Cavalier Wool Scouring

June 2010

A large wool processing company is reducing it's environmental impact

Hawkes Bay Wool Scour (HBWS) processes the largest volume of wool in New Zealand each year, as part of the three-plant company called Cavalier Woolscourers Ltd, which is the largest wool scouring company in the world. At the Awatoto plant near Napier it has introduced innovative environmental procedures over the waste stream.

Cavalier Woolscourers was re-organised last year when David Ferrier and Cavalier Group (listed company) made a deal with carpet maker Godfrey Hirst and its competitor Wool Services International (WSI) to rationalize wool scouring in New Zealand. There are now only two operators, Cavalier and WSI, with five scouring sites between them, two in Canterbury and three in Hawkes Bay.

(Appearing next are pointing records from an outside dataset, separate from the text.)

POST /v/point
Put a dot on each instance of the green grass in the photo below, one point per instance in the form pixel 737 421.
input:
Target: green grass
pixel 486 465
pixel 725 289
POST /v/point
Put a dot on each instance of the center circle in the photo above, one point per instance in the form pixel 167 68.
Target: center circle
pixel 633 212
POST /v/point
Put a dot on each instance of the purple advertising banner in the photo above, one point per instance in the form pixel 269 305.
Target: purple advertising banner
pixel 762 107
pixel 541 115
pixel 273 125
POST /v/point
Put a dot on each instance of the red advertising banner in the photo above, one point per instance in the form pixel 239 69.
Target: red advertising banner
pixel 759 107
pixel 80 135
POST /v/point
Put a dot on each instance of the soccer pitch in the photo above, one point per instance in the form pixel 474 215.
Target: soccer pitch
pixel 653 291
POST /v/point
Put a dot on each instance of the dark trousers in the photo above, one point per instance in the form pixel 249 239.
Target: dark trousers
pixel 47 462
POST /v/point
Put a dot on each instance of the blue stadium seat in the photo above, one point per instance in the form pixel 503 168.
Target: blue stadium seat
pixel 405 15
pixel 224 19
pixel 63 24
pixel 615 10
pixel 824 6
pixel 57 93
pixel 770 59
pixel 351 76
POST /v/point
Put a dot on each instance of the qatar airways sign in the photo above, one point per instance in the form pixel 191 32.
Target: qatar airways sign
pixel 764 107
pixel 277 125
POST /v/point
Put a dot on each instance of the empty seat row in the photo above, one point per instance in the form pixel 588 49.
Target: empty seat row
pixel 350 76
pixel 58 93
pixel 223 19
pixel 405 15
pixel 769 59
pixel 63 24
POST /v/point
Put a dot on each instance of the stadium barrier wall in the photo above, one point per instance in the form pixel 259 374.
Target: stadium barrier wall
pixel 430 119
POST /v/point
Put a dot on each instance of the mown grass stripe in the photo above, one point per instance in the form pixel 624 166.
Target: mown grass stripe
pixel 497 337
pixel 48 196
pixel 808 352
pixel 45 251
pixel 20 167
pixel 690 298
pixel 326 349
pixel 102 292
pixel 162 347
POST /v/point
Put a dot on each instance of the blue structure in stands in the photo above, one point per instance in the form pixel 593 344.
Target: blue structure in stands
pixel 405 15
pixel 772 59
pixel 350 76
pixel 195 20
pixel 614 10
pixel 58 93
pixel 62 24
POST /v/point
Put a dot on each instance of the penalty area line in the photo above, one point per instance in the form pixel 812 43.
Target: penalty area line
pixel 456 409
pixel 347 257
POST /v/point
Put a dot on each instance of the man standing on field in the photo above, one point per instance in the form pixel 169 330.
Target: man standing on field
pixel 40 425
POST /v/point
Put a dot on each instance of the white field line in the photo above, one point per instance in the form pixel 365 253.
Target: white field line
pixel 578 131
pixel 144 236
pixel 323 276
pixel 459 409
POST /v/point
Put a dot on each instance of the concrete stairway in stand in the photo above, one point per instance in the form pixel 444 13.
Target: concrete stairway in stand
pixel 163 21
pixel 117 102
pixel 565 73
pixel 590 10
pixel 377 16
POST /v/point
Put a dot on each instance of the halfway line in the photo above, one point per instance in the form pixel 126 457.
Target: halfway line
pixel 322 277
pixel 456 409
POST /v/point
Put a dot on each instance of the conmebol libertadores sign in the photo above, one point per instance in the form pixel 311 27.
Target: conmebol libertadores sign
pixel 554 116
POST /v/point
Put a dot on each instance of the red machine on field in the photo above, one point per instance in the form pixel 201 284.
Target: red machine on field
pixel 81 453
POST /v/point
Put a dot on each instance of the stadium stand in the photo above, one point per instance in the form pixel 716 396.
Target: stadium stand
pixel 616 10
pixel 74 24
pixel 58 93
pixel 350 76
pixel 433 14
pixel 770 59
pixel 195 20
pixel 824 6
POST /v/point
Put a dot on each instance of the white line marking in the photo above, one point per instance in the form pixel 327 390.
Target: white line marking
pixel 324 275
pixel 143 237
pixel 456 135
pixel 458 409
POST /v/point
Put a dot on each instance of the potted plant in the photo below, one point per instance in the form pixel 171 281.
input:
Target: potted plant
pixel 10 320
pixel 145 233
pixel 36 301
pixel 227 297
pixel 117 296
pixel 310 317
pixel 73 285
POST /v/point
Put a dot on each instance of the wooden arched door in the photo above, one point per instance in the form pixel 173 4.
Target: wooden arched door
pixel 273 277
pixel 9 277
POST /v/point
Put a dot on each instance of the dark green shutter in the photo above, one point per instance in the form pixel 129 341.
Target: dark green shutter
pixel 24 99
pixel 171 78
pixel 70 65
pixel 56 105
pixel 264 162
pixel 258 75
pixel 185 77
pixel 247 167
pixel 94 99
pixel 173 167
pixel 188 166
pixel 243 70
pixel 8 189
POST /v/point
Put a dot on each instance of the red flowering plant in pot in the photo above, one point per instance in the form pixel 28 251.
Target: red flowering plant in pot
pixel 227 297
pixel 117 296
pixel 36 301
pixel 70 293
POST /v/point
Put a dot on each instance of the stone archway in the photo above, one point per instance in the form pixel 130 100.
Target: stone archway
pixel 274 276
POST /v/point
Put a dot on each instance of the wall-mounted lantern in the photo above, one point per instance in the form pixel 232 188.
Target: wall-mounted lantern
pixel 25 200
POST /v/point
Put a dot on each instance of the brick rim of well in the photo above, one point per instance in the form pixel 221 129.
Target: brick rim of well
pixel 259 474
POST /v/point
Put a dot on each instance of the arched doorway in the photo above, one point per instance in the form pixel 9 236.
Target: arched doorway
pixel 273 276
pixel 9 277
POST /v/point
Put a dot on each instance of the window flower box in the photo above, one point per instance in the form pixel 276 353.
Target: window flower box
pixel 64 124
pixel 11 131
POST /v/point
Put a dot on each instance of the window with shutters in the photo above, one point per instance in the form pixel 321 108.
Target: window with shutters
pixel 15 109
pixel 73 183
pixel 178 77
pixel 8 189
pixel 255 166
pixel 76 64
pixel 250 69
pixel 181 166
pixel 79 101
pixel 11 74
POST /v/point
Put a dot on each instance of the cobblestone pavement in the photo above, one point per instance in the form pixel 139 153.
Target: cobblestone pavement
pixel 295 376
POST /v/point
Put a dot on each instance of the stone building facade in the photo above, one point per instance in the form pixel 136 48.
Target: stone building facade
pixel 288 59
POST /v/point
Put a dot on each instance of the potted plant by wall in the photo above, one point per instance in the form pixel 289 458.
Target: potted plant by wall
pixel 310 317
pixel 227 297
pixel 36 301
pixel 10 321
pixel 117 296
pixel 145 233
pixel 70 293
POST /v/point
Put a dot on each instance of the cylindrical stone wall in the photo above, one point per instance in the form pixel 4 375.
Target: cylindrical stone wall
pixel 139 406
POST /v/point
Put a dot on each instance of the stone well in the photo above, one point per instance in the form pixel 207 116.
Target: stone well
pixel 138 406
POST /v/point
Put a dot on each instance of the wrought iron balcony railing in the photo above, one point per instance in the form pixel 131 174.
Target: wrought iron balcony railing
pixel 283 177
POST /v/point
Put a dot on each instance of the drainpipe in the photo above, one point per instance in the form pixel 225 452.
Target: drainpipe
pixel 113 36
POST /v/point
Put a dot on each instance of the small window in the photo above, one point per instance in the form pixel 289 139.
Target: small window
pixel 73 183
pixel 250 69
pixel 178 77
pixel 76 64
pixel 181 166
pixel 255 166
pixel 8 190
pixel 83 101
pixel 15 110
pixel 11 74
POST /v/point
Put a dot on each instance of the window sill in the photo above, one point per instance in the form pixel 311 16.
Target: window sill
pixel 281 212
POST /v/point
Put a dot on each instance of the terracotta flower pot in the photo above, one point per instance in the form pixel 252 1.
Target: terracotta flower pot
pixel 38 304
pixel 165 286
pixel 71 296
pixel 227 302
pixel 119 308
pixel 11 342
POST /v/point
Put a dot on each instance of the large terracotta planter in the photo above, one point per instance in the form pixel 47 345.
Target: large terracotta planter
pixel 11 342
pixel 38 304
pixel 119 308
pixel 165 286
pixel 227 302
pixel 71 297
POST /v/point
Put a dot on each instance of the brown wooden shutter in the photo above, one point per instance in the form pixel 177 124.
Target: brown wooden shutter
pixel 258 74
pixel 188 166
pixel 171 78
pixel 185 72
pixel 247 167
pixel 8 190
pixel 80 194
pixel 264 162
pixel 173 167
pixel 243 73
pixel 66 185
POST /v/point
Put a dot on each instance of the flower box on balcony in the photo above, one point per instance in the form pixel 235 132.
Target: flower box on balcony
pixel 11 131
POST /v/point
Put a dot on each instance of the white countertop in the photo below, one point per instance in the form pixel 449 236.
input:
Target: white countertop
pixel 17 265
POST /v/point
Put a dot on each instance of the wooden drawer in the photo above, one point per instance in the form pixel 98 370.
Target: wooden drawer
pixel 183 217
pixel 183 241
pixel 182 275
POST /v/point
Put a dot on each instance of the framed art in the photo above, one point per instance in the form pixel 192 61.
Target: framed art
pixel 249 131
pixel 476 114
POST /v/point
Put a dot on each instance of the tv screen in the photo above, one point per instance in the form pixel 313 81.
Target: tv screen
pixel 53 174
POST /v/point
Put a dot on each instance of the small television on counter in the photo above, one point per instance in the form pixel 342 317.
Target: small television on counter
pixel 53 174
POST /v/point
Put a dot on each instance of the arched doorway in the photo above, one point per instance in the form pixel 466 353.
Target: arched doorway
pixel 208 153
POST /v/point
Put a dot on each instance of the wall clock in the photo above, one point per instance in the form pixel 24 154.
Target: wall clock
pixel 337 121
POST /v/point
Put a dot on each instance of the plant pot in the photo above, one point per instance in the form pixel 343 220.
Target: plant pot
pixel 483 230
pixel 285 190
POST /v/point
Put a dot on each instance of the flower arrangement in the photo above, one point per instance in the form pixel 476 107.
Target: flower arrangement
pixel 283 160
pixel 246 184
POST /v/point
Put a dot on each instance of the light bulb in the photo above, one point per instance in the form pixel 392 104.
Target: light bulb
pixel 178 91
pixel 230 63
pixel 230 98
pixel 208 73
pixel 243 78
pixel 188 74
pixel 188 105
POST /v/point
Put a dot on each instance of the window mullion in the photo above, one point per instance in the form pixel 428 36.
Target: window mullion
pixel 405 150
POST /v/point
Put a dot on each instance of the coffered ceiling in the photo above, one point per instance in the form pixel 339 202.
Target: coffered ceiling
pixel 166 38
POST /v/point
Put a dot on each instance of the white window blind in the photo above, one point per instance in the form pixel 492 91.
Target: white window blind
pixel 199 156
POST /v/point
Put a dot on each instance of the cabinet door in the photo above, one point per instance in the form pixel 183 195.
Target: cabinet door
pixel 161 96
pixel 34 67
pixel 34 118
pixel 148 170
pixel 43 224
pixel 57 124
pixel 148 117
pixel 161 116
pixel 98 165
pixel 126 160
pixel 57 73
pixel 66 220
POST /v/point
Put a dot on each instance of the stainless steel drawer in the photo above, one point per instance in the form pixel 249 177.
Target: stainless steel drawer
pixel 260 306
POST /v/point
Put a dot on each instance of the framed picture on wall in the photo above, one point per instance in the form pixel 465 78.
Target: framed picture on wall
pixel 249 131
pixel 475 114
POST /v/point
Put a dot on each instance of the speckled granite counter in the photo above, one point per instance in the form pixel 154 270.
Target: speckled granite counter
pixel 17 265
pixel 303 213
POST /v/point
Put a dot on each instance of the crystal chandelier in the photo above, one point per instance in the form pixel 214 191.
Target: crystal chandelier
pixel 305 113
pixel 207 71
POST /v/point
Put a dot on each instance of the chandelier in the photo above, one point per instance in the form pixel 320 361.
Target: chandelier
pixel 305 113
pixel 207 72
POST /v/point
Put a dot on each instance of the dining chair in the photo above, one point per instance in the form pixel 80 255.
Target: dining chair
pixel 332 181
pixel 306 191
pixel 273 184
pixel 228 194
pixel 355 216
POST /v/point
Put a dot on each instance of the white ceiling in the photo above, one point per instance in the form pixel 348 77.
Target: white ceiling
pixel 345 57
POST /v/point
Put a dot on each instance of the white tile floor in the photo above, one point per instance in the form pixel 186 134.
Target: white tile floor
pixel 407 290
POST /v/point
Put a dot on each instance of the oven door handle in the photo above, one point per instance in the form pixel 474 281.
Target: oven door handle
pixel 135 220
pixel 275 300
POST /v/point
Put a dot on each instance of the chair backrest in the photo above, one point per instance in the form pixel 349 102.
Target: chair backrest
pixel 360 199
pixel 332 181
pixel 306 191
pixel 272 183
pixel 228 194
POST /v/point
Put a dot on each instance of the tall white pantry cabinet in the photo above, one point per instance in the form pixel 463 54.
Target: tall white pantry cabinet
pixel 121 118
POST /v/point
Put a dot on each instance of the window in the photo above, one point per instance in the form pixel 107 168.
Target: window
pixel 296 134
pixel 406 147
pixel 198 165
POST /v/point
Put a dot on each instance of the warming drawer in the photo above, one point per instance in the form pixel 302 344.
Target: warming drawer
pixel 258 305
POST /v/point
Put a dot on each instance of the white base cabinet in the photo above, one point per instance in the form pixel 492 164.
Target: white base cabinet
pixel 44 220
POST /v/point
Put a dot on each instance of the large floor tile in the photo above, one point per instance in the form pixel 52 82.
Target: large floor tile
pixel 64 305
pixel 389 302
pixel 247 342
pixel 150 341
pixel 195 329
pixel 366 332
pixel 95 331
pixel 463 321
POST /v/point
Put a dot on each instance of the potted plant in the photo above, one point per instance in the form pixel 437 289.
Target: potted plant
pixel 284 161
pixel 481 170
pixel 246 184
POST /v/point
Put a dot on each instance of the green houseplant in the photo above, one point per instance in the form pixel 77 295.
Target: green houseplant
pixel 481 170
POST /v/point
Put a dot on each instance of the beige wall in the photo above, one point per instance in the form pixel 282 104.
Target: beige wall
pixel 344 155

Cavalier operates at Timaru and Napier, with two scour lines in Timaru and at Awatoto and one line at nearby Clive. The ownership of Cavalier Woolscourers is 50% Cavalier Group, 25% Ferrier family and 25% Accident Compensation Corporation.

HBWS holds approximately 70% market share in the North Island. Awatoto is the largest wool scouring site in New Zealand and processes the largest volume of wool each year. It has two 2.4 metre wide scour lines which have been extensively modified and modernized.

HBWS processes in excess of 150 greasy tonne of wool a day. This equates to the annual wool clip from approximately 32,000 sheep. It would take New Zealands top shearer over 50 days to shear enough wool to get HBWS through one day. It dispatches between five and seven containers of scoured wool leaving the site each day. HBWS works the scours 24 hours a day seven days a week for as many weeks of the year as possible. This year the target for the Awatoto site is 7,500 plant hours. Because scour lines are continually revolving, the distance travelled by both Awatoto lines is approximately 600,000 kilometres a year.

HBWS processes wool on a commission basis, not owning any of the wool itself. WSI is a merchant scourer, which means it purchases wool to ensure throughout.

HBWS has long-standing customers for scouring services, including a number of international mills that specify their wool must be processed through its plants due to the very high quality of scoured product. HBWS is cost competitive with China and furthermore does a better job as scourers as New Zealand scoured wool is renowned for having very low residues left in the fibre. New Zealand is now unique among major wool-growing countries in scouring most of its total clip before export. Australia and other growing countries now send wool to China for scouring and further processing. NZ retains about 75% of its own wool scouring. Slightly higher costs per kilogram of wool are balanced out by savings on not having to ship wool grease to China. Scouring typically removes about 20-25% of the weight of a greasy clip.

HBWS has been very innovative in reducing effluent loading by removing soil, vegetable matter and wool grease from the waste stream thus making the loading on the effluent stream very low. The Cavalier Bremworth and Godfrey Hirst carpets made from wool scoured at Awatoto and its sister plants are certified by Environmental Choice NZ, which includes biodegradable detergents in the scouring lines. That audit also covers discharges and residues from the scouring plants. The first three bowls of each scouring line are the hot water bowls, where grease and other vegetable matter is removed, and the liquids are continually filtered and cleaned.

Awatoto has mechanical separation of dirt from the greasy wool before scouring, which boosts the effectiveness and throughput of scouring.

Nigel Hales said that years ago waste streams from scours were seen as a cost of processing, but now they are an opportunity to save and market innovative products.

Grease and energy are the two main products. Grease is exported and then refined into lanolin, used in cosmetics. The dry waster is all incinerated for energy production, or composted locally. Wool packs are all recycled these days. All bales which are not blended are traced from the farm or origin.